Em que processo foi escrito o argumento e como chegou a estes atores.
Foi esse processo de olhar para dentro. E eu convivo com pessoas como a Benedicta e o Amador na minha família.
Mas já se conheciam?
Não. Fiz um casting naquela comarca e foi um trabalho de tempo, de paciência, de confiança, de familiaridade. Foi fazer leituras de guiões juntos, ensaiar e, pouco a pouco, ir reescrevendo um pouco com as suas palavras, com as suas… relativamente, porque, por exemplo, a Benedicta é alguém que na vida real fala muitíssimo. É uma mulher impressionante, muito interessante. No filme tivemos de baixar muito a energia dela – ou transformar-se-ia numa mãe castradora. Nos ensaios, ela não deixava o Amador falar. Eles trabalharam como atores.
Houve um argumento escrito nos moldes tradicionais.
Exato, fomos reescrevendo juntos, a partir dos ensaios. Havia coisas que diziam, palavras de que eu gostava muito e que não estavam no guião que, como gravo os ensaios, à noite introduzo no guião.
E o que o levou a decidir manter nas personagens os nomes reais dos atores?
Precisamente porque gosto muito da vida e acredito que o cinema é interessante quando está no limite entre o que controlamos e o que não controlamos. A vida está sempre a dar-nos presentes. A Benedicta é um nome perfeito para aquela personagem. Se quisesse escolher um nome para o papel, Benedicta, a “bem dita”, é muito bom. Amador para um possível pirómano, “o que ama”… que é também o que “ama a dor”. Gosto de escutar, de escutar a vida.
E nessa fronteira entre o que é ficção e o que é documental, este papel, o papel de um pirómano condenado, teve que peso para o Amador, numa comunidade tão pequena como esta em que o filme foi rodado?
Sobretudo porque ele é um guarda florestal. E já recolheu provas para ajudar à detenção de pirómanos. Pirómano é um mau nome que a sociedade encontrou para um incendiário. Porque o pirómano, alguém que tem um trauma, representa apenas 3% das causas dos incêndios. O Amador parece-me um personagem muito bonito, é alguém muito amoroso, alguém que cuidou da mãe durante 25 anos. Das pessoas que vemos no cinema, quantas cuidariam da mãe durante 25 anos? Uma, duas? Poucas ou nenhuma. Isso parece-me muito nobre. Aceita a sua vida, está com a mãe, cuida dela, cuida dos animais… não os julga e os animais não o julgam a ele.
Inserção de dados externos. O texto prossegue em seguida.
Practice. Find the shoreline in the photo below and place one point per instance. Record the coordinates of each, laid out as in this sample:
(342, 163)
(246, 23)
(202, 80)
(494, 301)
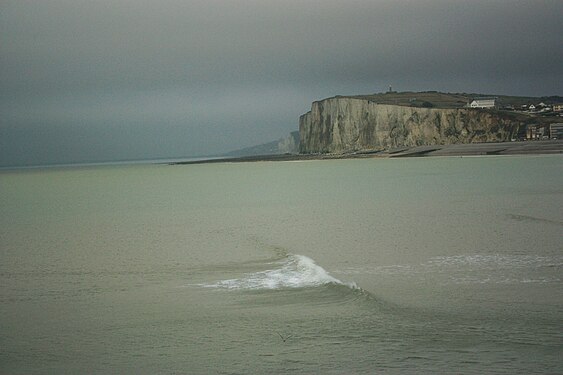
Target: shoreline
(546, 147)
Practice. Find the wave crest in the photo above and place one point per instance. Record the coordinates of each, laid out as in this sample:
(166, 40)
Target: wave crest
(294, 271)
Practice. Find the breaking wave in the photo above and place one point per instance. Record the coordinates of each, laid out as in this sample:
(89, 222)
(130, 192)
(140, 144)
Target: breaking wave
(293, 271)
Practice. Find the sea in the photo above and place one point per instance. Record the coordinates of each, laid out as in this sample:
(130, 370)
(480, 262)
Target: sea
(449, 265)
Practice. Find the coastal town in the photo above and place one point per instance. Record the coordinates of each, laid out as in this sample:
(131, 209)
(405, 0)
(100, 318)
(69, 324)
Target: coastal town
(544, 131)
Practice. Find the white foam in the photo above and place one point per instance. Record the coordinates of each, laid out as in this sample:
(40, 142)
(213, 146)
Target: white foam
(295, 271)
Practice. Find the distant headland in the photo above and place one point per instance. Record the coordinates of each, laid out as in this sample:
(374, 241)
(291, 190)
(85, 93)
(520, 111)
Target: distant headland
(395, 124)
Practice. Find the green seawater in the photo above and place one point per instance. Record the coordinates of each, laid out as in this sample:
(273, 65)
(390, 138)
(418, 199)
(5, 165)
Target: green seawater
(407, 266)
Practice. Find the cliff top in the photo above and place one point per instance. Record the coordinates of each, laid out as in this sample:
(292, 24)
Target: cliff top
(449, 100)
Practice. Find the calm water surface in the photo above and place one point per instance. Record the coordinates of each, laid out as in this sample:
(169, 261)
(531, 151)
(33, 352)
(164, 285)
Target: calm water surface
(448, 265)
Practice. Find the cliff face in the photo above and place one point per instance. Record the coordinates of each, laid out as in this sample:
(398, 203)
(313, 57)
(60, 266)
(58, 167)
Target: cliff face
(340, 125)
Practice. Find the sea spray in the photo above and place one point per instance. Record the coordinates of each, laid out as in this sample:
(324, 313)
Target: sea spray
(294, 271)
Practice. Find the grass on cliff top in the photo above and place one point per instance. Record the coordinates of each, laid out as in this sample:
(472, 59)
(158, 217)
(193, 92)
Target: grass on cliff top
(450, 100)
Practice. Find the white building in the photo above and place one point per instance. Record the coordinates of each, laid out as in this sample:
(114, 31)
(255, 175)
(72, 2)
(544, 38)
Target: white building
(483, 103)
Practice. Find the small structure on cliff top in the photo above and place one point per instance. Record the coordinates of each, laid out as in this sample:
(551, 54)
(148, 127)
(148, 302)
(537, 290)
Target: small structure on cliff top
(483, 103)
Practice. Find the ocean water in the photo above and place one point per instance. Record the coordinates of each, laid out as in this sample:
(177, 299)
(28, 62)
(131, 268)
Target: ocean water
(425, 265)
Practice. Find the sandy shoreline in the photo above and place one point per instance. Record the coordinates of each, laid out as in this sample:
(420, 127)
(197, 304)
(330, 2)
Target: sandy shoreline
(470, 149)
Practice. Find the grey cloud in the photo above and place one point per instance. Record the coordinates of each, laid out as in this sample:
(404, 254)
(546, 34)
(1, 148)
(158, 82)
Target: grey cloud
(227, 64)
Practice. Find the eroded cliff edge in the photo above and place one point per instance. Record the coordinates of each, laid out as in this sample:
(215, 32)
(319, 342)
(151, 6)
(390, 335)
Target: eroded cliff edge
(347, 124)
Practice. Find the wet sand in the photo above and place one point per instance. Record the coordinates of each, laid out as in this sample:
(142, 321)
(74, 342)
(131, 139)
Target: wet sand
(470, 149)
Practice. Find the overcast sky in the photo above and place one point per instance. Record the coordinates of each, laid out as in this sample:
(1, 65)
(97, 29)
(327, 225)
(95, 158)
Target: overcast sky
(127, 79)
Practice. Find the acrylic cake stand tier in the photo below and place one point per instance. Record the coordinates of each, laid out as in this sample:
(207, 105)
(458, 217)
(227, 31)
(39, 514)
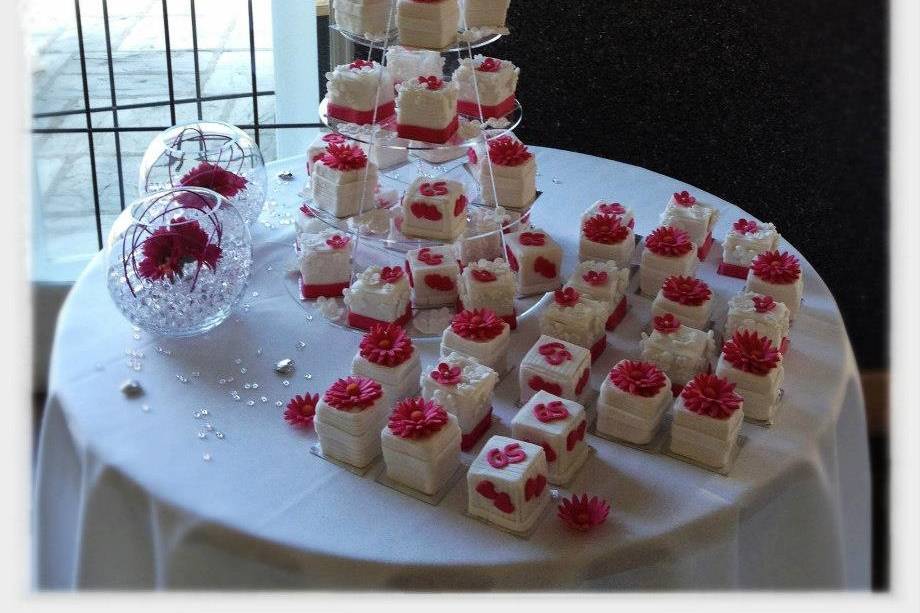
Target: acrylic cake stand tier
(383, 133)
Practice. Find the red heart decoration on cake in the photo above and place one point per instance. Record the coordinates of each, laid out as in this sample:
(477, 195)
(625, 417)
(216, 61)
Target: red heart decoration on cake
(544, 267)
(534, 487)
(441, 283)
(424, 210)
(537, 383)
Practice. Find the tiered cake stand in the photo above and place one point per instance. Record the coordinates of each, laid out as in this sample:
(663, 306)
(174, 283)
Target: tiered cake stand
(375, 229)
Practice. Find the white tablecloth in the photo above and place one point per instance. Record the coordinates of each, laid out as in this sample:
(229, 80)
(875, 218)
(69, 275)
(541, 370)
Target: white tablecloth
(124, 497)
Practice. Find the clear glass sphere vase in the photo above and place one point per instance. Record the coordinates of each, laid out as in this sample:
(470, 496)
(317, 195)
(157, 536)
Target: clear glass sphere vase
(208, 154)
(178, 261)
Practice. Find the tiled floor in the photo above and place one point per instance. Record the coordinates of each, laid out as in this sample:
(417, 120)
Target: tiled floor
(64, 197)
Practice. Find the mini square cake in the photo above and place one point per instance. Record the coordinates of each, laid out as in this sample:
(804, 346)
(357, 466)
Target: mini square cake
(421, 445)
(485, 13)
(558, 426)
(681, 352)
(515, 171)
(433, 273)
(487, 86)
(606, 283)
(406, 64)
(606, 237)
(325, 264)
(755, 366)
(427, 109)
(434, 209)
(349, 418)
(743, 243)
(479, 334)
(633, 401)
(507, 484)
(707, 419)
(464, 388)
(760, 314)
(360, 92)
(555, 366)
(430, 24)
(603, 207)
(668, 251)
(489, 285)
(378, 296)
(577, 319)
(367, 18)
(687, 298)
(779, 275)
(343, 181)
(536, 260)
(693, 217)
(386, 355)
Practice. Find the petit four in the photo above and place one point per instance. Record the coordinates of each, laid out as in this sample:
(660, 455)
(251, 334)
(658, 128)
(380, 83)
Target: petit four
(633, 400)
(487, 86)
(687, 298)
(754, 365)
(433, 273)
(480, 334)
(386, 354)
(489, 285)
(558, 426)
(707, 419)
(430, 24)
(556, 366)
(536, 260)
(378, 296)
(760, 314)
(427, 109)
(680, 351)
(606, 237)
(779, 275)
(421, 445)
(577, 319)
(744, 241)
(343, 181)
(684, 211)
(606, 283)
(349, 418)
(434, 209)
(514, 169)
(668, 251)
(464, 388)
(325, 264)
(360, 92)
(507, 484)
(406, 64)
(368, 18)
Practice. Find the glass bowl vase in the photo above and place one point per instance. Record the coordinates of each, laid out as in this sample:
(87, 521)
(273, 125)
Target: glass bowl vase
(209, 154)
(178, 261)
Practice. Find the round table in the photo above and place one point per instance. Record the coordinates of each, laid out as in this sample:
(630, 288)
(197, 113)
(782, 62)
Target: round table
(129, 494)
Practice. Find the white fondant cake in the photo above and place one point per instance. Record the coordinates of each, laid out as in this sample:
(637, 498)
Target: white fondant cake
(507, 484)
(558, 426)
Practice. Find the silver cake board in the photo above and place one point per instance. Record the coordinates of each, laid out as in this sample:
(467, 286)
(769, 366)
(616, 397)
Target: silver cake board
(740, 441)
(433, 499)
(317, 450)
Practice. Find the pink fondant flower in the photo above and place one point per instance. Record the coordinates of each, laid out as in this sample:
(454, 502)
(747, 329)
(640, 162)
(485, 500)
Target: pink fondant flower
(669, 242)
(686, 290)
(301, 410)
(776, 267)
(386, 345)
(417, 418)
(711, 396)
(353, 393)
(583, 514)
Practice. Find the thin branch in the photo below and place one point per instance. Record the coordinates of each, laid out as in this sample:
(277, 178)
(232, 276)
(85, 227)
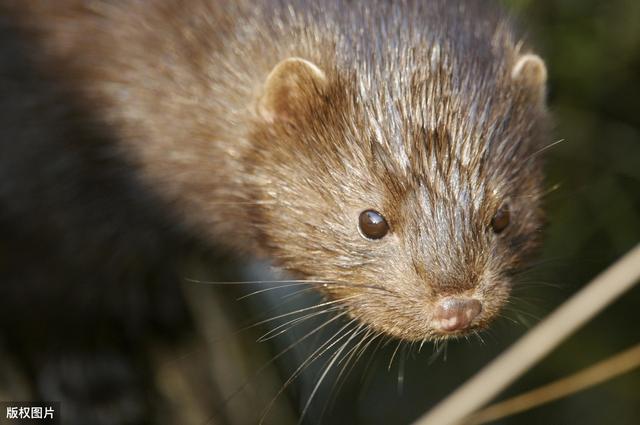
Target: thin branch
(537, 343)
(586, 378)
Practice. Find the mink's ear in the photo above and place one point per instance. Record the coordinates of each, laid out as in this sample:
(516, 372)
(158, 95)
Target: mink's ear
(530, 71)
(291, 85)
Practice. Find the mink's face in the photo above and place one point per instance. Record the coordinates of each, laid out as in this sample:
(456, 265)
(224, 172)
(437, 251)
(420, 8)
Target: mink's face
(416, 239)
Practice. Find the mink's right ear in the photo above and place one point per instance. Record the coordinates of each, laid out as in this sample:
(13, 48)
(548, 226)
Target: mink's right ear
(289, 87)
(530, 71)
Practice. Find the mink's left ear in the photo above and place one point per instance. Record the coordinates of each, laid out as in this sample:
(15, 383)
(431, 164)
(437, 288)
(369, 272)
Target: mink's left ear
(530, 71)
(293, 84)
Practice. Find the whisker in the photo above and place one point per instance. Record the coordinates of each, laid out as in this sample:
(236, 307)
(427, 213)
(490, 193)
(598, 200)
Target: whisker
(310, 359)
(328, 367)
(274, 358)
(394, 354)
(293, 322)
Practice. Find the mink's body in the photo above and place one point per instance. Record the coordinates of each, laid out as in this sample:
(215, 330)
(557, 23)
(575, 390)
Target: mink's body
(268, 128)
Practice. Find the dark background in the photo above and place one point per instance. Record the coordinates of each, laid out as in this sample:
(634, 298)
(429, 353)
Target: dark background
(214, 373)
(592, 50)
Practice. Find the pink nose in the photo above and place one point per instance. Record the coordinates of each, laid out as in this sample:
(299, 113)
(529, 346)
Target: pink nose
(455, 314)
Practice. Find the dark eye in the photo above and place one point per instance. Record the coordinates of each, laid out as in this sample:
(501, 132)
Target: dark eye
(372, 224)
(500, 220)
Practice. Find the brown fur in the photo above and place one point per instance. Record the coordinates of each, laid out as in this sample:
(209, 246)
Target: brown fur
(420, 118)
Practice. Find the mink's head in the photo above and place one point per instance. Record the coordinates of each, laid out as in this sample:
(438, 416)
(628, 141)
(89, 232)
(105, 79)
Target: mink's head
(412, 196)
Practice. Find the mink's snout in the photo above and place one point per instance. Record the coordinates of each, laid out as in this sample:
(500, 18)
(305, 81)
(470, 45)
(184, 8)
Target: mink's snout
(456, 314)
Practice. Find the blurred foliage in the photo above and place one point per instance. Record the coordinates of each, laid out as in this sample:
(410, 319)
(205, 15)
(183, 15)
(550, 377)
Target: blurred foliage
(592, 49)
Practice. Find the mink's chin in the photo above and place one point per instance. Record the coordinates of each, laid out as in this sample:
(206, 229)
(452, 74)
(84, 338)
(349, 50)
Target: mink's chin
(415, 320)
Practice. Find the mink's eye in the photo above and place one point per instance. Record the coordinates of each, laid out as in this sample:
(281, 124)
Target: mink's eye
(372, 224)
(500, 220)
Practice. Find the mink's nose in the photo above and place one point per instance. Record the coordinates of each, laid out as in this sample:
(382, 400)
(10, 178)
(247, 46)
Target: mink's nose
(456, 314)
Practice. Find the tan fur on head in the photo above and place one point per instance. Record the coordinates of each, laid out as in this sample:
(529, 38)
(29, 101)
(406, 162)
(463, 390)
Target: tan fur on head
(425, 111)
(287, 86)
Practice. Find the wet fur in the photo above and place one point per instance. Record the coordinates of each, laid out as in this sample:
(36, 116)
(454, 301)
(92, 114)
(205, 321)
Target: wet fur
(420, 119)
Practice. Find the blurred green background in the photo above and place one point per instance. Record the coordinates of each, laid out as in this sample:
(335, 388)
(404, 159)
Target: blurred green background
(592, 49)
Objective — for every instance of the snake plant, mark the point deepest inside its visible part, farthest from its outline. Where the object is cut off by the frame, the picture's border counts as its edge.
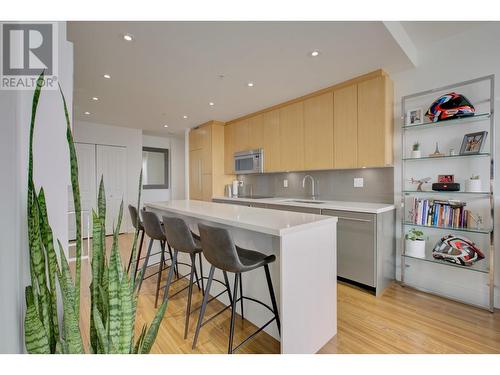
(112, 291)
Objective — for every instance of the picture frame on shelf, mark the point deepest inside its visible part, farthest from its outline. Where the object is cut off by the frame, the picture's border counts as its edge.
(415, 116)
(446, 178)
(473, 143)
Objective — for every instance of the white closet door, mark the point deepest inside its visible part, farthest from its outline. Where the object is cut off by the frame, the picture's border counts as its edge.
(85, 154)
(111, 164)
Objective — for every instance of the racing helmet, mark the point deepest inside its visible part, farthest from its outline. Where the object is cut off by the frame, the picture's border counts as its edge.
(458, 250)
(448, 106)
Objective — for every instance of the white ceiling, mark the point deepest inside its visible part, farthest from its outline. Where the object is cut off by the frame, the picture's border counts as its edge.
(172, 69)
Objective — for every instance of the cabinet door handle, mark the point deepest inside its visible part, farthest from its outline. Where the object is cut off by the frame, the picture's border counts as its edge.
(200, 174)
(353, 219)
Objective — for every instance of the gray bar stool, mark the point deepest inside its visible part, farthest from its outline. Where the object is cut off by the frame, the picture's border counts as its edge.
(181, 239)
(137, 223)
(221, 252)
(154, 230)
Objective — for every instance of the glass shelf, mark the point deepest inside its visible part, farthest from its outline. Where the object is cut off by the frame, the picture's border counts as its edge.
(408, 192)
(482, 154)
(458, 121)
(470, 230)
(480, 266)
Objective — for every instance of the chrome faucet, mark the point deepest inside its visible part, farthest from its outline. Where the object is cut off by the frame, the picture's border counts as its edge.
(313, 193)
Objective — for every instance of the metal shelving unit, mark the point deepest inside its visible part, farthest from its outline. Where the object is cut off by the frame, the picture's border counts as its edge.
(485, 266)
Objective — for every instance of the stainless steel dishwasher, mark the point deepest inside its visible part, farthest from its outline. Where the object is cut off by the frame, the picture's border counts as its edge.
(356, 246)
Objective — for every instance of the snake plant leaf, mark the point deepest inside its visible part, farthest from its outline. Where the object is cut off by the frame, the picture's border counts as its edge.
(136, 234)
(101, 331)
(37, 342)
(101, 210)
(140, 340)
(38, 259)
(114, 286)
(71, 327)
(76, 201)
(53, 268)
(31, 187)
(150, 337)
(101, 201)
(97, 254)
(127, 318)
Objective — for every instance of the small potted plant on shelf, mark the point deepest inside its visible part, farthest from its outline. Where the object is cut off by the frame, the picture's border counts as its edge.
(415, 243)
(415, 150)
(473, 184)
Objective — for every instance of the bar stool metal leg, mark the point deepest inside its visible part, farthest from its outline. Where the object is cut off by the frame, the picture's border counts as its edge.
(139, 252)
(226, 281)
(233, 313)
(145, 265)
(273, 297)
(160, 270)
(190, 293)
(174, 264)
(141, 233)
(241, 295)
(169, 277)
(203, 305)
(201, 273)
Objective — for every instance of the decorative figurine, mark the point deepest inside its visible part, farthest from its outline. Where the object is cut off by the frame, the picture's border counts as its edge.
(478, 219)
(420, 182)
(436, 153)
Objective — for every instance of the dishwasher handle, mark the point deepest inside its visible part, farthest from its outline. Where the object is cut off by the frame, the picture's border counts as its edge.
(353, 219)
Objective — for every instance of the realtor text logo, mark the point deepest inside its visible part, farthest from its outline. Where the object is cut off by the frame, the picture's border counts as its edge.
(27, 50)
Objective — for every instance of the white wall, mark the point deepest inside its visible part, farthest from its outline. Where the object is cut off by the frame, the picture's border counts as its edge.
(175, 145)
(456, 59)
(88, 132)
(134, 140)
(51, 170)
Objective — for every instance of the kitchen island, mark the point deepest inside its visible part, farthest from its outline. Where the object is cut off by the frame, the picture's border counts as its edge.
(304, 274)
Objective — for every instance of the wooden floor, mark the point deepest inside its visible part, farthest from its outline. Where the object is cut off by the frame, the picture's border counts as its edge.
(401, 321)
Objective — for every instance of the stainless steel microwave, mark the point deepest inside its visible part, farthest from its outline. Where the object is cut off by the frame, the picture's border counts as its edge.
(246, 162)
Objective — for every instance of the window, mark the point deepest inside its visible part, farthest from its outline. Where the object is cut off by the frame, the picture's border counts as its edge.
(154, 168)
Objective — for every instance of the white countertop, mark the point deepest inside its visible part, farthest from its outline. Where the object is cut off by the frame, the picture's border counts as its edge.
(373, 208)
(262, 220)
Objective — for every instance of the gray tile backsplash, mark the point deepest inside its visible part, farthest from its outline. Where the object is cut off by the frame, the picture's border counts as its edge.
(330, 185)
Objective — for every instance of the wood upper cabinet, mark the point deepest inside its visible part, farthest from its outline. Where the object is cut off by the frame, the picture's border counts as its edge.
(345, 126)
(271, 141)
(318, 132)
(255, 130)
(375, 125)
(241, 135)
(196, 174)
(206, 161)
(345, 129)
(229, 148)
(292, 137)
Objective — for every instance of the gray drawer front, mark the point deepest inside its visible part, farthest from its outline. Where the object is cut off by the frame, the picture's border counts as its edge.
(259, 205)
(356, 246)
(231, 202)
(307, 210)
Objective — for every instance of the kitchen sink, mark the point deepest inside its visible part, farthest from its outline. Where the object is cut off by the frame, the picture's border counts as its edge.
(304, 201)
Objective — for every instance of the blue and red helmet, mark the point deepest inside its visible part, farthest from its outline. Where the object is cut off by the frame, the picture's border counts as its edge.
(450, 106)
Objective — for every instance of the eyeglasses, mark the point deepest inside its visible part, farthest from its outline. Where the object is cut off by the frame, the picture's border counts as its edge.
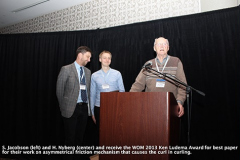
(163, 44)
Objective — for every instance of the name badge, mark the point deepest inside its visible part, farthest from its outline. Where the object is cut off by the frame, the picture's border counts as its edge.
(160, 83)
(82, 87)
(105, 86)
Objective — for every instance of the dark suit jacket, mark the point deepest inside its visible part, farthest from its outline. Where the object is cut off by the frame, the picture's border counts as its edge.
(68, 88)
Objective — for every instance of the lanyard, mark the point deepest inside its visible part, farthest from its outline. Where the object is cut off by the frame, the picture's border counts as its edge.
(106, 75)
(163, 66)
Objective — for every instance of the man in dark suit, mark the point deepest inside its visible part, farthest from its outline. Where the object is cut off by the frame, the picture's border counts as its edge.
(73, 93)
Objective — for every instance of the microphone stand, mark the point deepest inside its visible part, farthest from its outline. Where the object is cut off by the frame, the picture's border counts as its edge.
(188, 90)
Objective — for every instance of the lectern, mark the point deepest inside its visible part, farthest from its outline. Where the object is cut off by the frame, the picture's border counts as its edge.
(138, 122)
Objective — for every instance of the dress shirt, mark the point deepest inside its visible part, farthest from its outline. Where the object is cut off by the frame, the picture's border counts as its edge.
(99, 79)
(78, 71)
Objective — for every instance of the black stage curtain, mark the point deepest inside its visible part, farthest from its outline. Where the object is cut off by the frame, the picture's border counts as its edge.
(207, 44)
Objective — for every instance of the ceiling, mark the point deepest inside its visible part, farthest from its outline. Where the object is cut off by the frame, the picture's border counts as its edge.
(8, 17)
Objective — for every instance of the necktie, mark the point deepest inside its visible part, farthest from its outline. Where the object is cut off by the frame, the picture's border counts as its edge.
(82, 82)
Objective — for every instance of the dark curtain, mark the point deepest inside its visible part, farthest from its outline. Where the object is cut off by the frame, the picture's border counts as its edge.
(207, 44)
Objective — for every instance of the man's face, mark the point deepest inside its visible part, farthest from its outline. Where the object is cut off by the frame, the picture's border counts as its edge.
(161, 47)
(84, 58)
(105, 59)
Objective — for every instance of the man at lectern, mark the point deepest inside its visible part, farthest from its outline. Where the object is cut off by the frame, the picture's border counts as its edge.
(104, 80)
(163, 63)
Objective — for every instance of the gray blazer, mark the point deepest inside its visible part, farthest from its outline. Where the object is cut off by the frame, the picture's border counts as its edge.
(68, 89)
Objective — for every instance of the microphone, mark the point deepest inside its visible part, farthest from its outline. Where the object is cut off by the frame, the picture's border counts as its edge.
(148, 64)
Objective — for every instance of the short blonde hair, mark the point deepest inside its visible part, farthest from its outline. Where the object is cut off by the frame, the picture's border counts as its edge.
(158, 38)
(100, 55)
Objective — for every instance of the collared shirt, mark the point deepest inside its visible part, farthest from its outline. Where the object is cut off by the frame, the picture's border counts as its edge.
(79, 78)
(99, 80)
(164, 60)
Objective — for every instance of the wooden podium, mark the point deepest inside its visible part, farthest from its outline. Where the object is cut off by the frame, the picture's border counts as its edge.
(141, 120)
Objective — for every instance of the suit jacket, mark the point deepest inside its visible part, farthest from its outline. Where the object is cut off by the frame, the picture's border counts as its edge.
(68, 87)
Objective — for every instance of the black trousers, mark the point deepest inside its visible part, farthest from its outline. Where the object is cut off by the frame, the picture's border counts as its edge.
(97, 117)
(75, 126)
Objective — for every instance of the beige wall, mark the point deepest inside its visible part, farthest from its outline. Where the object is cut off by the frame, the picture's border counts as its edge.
(209, 5)
(109, 13)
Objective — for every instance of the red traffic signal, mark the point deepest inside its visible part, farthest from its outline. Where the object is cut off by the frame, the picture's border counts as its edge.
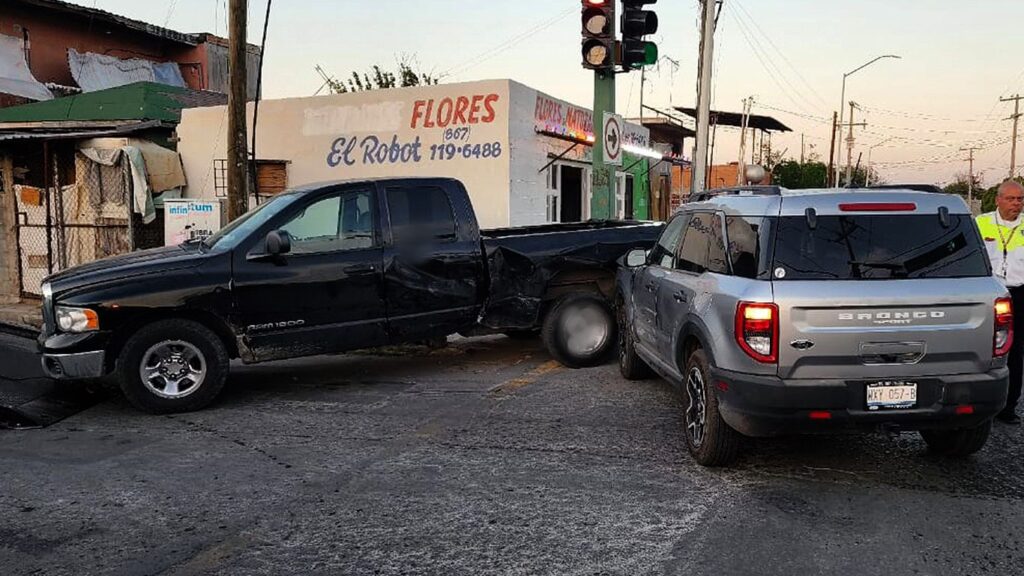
(598, 34)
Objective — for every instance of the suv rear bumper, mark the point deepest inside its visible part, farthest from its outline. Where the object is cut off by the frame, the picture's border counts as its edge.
(761, 406)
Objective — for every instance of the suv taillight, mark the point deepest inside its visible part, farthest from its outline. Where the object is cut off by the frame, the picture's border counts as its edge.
(757, 331)
(1004, 337)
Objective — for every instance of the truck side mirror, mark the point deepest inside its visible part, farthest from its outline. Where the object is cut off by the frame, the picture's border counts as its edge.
(279, 242)
(636, 258)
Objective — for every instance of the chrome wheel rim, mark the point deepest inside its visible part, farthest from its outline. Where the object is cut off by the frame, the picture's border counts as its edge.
(585, 329)
(173, 369)
(696, 412)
São os únicos que não o julgam, com exceção da mãe.
É alguém que vive em aceitação. Tem os seus problemas, é um animal ferido, que se esconde também, que não socializa… mas parece-me muito digno. A Benedicta e o Amador parecem-me muito dignos, muito nobres. O mundo está a cair, a esmorecer, e eles continuam, com os seus valores centenários, a cuidar das vacas.
Mas há outra opção naquele lugar? Ele pergunta à veterinária: “Porque estudaste se querias viver no campo?”
Há sempre outra opção. Ele usa um blusão de couro, um blusão de couro gasto. E não temos de o ler ou entender assim, mas dá a impressão de que é uma pessoa que já esteve na cidade. Que já passou pela cidade mas que lhe correu mal. E é com esse blusão que vai com as vacas.
Sim, do passado do Amador não sabemos nada. Sabemos que esteve preso, o resto imaginamos apenas.
Como muitos jovens, terá tentado a cidade nalgum momento. Ou não.
Mesmo em relação às razões pelas quais esteve preso exatamente, ao que aconteceu antes, temos muito pouca informação.
Há aquela sequência no princípio em que percebemos que esteve na cadeia…
…sim. Mas é criada uma certa confusão no final. Terá sido ele realmente o responsável pelo incêndio pelo qual foi condenado?
Há interpretações de todo o tipo. Não sabemos, mas sentimos. Isso é que temos de ver. Umas pessoas sentem uma coisa, outras sentem outra diferente. Há até espetadores que sentem que ele é inocente, que esteve preso de forma injusta.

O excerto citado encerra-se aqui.